You are viewing a plain text version of this content. The canonical link for it is here.
Posted to solr-user@lucene.apache.org by Mohamed Parvez <pa...@gmail.com> on 2009/12/28 21:51:49 UTC

Remove the deleted docs from the Solr Index

I am using Solr 1.4 and DIH to build the index from a table.

I use full import once to create the index and then i keep using delta
import to update the index.

All woks fine as long a the table gets added with only new rows.

if there are some rows in the table that get deleted then the index does not
get updated and has stale data.

I have looked into the below options:

1] deletedPkQuery and deltaImportQuery :-
Both are of no use, as there is no way any DB SQL query can return the row
from the table, if the row is already deleted from the table.

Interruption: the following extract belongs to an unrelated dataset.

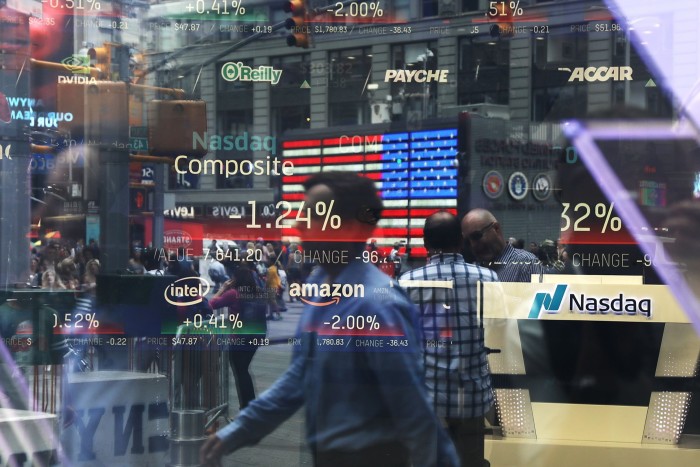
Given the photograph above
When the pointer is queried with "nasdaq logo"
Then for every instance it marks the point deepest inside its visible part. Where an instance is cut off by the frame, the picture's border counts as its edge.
(550, 302)
(594, 74)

2] preImportDeleteQuery and postImportDeleteQuery :-
Both are of no use, as they work only with full import. ( Also there is no
way any DB SQL query can return the row from the table, if the row
is already deleted from the table)

3] Creating a new field in the table, named delete, and setting it as true
and instead of actually deleting the row from the table:-
This is not possible as that table is a sort of getting updated from
external content management system, with news updates and has 1000 of new
rows added and 1000 deleted every hour. Cant keep the rows in the table when
when the content has expired.

Am I missing something?  How to keep the Index updated when the rows are
deleted from the table.


------

Re: Remove the deleted docs from the Solr Index

Posted by Shalin Shekhar Mangar <sh...@gmail.com>.
On Tue, Dec 29, 2009 at 3:03 AM, Mohamed Parvez <pa...@gmail.com> wrote:

> I have looked in the that thread earlier. But there is no option there for
> a
> solution from Solr side.
>
> I mean the two more options there are
> 1] Use database triggers instead of DIH to manage updating the index :-
> This out of question as we cant run 1000 odd triggers every hour to delete.
>
> 2] Some sort of ORM use its interception:-
> This is also out of question as the deletes happens form external system or
> directly on the database, not through our application.
>
>
> To Say in Short, Solr Should have something thing to keep the index synced
> with the database. As of now its one way street, updates rows, on DB will
> go
> to the index. Deleted rows in the DB, will not be deleted from the Index
>
>
How can Solr figure out what has been deleted? Should it go through each row
and comparing against each doc? Even then some things are not possible
(think indexed fields). It would be far efficient to just do a full-import
each time instead.

-- 
Regards,
Shalin Shekhar Mangar.

Re: Remove the deleted docs from the Solr Index

Posted by Mohamed Parvez <pa...@gmail.com>.
I have looked in the that thread earlier. But there is no option there for a
solution from Solr side.

I mean the two more options there are
1] Use database triggers instead of DIH to manage updating the index :-
This out of question as we cant run 1000 odd triggers every hour to delete.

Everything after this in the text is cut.